Silicon-containing porous organic polymers: Preparation, tunable porosity and carbon dioxide sorption

Abstract

Silicon-containing porous organic polymers, POP-1∼POP-4, have been prepared by Sonogashira-Hagihara coupling reactions of tetrahedral silicon-centered monomers, i.e., tetrakis(4-bromophenyl)silane (p-Si) and tetrakis(3-bromophenyl)silane (m-Si), and pyridine-based precursors, i.e., 2,5-diethynylpyridine (p-DP) and 2,6-diethynylpyridine (m-DP). Compared with other porous polymers, the resulting materials exhibit high thermal stability and tunable porosity from nearly no porosity to moderate porosity with Brunauer-Emmett-Teller (BET) surface area of up to 410 m2 g−1 and pore volume of up to 0.34 cm3 g−1. It is found that their porosities largely depend on the structure geometry of silicon-centered and pyridine-based monomers, as well as the reactivity of pyridine-based monomers. Further comparison with other silicon-containing porous polymers reveals that co-polymerization, i.e., introducing the second monomer is an efficient way to tune the porosity of the final materials.
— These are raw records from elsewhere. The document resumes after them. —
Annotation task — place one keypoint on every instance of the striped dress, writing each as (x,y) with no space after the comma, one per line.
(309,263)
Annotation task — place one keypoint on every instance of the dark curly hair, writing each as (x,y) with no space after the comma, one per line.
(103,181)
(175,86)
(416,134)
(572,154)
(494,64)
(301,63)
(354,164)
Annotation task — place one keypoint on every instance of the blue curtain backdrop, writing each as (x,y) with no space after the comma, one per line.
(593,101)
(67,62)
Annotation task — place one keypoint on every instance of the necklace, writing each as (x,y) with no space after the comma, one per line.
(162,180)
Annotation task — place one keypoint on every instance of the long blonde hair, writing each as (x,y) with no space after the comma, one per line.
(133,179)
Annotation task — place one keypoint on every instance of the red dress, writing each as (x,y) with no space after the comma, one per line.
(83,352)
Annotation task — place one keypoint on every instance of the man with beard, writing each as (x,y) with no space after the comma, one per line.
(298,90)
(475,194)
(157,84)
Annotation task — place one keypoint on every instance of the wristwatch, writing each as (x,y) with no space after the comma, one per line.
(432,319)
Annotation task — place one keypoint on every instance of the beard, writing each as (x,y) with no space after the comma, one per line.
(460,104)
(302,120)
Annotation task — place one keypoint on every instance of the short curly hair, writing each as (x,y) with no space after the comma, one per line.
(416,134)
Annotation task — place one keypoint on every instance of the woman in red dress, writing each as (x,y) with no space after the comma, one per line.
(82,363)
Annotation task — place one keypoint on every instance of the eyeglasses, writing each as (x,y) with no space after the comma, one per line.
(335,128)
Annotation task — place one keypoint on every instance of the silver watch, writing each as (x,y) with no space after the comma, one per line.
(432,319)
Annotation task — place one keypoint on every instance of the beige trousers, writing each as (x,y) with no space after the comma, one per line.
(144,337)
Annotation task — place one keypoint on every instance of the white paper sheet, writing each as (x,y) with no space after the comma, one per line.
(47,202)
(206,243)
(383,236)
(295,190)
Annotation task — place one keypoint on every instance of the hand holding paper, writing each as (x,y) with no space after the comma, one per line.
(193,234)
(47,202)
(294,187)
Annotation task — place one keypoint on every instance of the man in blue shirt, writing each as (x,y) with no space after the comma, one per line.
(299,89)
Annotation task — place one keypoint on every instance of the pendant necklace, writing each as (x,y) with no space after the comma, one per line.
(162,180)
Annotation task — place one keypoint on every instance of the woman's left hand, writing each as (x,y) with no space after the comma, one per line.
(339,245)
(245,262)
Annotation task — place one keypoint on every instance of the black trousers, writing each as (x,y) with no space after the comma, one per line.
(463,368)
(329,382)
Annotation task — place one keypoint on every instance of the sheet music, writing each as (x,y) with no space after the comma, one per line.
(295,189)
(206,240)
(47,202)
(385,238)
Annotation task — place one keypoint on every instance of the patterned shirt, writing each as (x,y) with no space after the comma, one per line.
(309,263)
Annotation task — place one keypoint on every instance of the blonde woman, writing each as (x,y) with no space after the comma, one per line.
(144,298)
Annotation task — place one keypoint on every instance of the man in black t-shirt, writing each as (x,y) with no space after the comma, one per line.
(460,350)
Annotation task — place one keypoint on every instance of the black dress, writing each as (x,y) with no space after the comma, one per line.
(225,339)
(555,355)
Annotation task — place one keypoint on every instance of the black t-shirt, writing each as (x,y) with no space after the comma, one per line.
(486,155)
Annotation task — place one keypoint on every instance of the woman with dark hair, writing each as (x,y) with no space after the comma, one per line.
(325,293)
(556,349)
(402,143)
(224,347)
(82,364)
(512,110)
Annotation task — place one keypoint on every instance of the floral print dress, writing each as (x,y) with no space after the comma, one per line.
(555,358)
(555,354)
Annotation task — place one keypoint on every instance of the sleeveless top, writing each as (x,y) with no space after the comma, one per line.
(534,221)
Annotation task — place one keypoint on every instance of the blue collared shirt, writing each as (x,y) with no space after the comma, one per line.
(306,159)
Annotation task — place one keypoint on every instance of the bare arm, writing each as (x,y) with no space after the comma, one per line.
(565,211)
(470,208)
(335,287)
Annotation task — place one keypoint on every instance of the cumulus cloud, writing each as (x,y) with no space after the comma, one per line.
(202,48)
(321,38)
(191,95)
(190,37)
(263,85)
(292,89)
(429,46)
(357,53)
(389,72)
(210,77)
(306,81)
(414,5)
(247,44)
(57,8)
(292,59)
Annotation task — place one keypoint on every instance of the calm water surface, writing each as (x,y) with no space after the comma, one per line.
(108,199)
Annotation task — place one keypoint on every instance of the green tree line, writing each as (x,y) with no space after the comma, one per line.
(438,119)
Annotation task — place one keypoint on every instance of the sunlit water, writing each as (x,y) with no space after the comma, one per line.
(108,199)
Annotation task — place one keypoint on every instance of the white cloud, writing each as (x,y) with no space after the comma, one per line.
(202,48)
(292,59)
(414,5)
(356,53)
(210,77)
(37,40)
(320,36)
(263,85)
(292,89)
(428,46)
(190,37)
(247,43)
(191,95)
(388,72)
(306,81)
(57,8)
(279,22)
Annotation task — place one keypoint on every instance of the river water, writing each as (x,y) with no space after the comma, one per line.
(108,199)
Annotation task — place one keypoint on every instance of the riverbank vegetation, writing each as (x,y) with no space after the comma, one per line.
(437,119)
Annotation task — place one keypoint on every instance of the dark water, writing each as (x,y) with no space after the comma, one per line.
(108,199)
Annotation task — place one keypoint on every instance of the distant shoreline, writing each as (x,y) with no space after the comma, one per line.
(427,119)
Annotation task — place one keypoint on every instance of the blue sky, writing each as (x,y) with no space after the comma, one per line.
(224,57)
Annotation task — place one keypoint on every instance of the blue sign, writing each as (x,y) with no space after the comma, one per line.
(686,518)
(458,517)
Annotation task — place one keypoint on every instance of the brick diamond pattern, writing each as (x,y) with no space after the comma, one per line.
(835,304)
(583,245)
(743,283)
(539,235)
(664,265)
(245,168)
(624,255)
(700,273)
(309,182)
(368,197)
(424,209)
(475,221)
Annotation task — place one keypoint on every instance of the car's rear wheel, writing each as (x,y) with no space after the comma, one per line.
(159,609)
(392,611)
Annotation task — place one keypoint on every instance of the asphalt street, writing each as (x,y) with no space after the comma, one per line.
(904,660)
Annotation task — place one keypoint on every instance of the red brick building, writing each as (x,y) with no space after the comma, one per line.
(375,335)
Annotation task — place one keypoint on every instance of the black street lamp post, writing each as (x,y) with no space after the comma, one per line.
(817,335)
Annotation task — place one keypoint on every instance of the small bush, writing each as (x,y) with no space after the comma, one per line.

For applications, POP-1 and POP-2 possess moderate carbon dioxide uptakes of up to 1.41 mmol g−1 at 273 K and 1.03 bar, and 0.87 mmol g−1 (3.83 wt%) at 298 K and 1.01 bar (POP-1), as well as a comparably high binding ability with CO2 with an adsorption enthalpy of 29.3 kJ mol−1, suggesting their potential applications as promising candidates for capturing and storing CO2.